TransferBench environment variables#

TransferBench behavior can be customized using environment variables. This topic describes the environment variables that control the TransferBench client (frontend), backend library, and runtime.

Note

Environment variables read by the frontend client apply to both configuration-file runs and preset runs.
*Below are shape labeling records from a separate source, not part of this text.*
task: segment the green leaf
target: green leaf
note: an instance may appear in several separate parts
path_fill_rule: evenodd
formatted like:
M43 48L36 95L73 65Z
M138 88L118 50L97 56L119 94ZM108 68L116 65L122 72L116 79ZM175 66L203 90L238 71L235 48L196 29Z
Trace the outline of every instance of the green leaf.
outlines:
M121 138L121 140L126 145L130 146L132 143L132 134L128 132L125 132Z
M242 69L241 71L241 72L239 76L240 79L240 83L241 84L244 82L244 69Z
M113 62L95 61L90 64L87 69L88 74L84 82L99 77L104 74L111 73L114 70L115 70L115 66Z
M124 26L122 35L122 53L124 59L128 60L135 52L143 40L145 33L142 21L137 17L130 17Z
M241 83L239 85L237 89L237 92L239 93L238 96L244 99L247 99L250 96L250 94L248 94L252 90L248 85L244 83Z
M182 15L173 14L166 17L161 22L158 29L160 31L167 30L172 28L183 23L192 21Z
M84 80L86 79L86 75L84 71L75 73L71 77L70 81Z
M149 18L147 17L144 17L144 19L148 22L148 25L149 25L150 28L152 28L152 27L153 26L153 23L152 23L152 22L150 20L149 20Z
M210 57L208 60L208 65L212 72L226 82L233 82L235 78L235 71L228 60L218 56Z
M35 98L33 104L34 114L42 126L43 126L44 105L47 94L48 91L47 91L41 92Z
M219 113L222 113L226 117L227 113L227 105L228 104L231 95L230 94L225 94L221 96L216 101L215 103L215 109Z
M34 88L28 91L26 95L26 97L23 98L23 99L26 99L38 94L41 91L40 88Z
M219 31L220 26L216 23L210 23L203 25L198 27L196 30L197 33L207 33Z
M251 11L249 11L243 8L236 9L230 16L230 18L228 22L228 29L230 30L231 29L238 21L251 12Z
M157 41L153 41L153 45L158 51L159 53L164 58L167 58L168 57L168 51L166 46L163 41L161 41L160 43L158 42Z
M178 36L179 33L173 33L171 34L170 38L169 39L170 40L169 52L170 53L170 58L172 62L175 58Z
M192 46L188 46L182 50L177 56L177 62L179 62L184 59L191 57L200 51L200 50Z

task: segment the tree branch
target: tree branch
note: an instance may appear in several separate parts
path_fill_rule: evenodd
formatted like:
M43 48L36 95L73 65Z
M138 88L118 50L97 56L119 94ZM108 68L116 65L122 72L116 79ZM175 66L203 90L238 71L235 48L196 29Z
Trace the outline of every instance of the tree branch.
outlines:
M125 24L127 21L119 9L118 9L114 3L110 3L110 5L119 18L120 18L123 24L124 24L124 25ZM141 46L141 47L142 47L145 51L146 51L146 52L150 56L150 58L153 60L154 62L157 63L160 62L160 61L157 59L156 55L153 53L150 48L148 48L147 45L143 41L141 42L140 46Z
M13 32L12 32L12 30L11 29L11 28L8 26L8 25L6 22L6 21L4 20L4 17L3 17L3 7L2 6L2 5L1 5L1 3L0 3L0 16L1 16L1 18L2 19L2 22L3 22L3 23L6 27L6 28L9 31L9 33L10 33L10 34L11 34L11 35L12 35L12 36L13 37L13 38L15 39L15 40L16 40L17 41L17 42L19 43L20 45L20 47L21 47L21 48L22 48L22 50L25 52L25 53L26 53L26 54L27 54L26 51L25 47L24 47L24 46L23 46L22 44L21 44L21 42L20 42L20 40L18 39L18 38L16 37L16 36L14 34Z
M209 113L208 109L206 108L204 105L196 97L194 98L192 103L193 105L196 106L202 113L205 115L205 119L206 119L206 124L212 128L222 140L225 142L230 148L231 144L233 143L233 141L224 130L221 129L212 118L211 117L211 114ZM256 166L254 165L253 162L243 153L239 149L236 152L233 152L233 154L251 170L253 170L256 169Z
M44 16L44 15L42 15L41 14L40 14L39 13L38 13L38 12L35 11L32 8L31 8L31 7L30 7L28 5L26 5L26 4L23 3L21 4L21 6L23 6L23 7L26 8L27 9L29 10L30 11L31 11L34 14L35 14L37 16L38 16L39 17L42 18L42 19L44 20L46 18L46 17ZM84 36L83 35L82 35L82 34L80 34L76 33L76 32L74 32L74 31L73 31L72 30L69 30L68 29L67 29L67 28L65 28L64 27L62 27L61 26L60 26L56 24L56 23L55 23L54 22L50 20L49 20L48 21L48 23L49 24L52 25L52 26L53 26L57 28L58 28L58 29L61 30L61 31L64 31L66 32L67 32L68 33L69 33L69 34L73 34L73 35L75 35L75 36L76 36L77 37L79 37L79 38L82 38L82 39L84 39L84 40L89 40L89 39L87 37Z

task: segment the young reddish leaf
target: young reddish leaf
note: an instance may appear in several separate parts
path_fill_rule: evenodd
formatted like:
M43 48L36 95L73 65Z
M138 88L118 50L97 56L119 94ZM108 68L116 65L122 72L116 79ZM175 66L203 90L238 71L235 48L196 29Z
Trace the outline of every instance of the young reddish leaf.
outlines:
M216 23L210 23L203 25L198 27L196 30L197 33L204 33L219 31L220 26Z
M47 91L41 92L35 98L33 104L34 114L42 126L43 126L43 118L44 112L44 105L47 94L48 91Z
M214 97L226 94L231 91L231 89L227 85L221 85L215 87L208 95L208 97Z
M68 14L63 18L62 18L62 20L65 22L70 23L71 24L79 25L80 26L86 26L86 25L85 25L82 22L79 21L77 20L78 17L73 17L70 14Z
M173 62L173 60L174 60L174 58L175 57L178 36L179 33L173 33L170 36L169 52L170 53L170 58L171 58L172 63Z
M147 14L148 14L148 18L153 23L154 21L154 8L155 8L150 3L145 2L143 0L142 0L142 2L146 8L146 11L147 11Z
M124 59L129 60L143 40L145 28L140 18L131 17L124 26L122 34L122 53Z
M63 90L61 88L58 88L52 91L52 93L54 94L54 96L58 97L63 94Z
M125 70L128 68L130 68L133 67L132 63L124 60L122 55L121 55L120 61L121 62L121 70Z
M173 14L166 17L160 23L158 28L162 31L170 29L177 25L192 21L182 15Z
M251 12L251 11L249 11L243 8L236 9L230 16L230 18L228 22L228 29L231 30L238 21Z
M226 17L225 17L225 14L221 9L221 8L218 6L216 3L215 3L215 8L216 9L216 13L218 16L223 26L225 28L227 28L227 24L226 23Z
Variables prefixed with TB_ are read by the backend library and are not part of the frontend client.

Frontend client environment variables#

The following environment variables are read by the TransferBench client and apply to configuration-file runs and presets.

General options#

Environment variable

Description

Default value

NUM_ITERATIONS

Number of timed iterations per test. If negative, runs for that many seconds instead. For example, -30 runs for 30 seconds.

10

NUM_SUBITERATIONS

Sub-iterations per iteration. Set to 0 for infinite sub-iterations.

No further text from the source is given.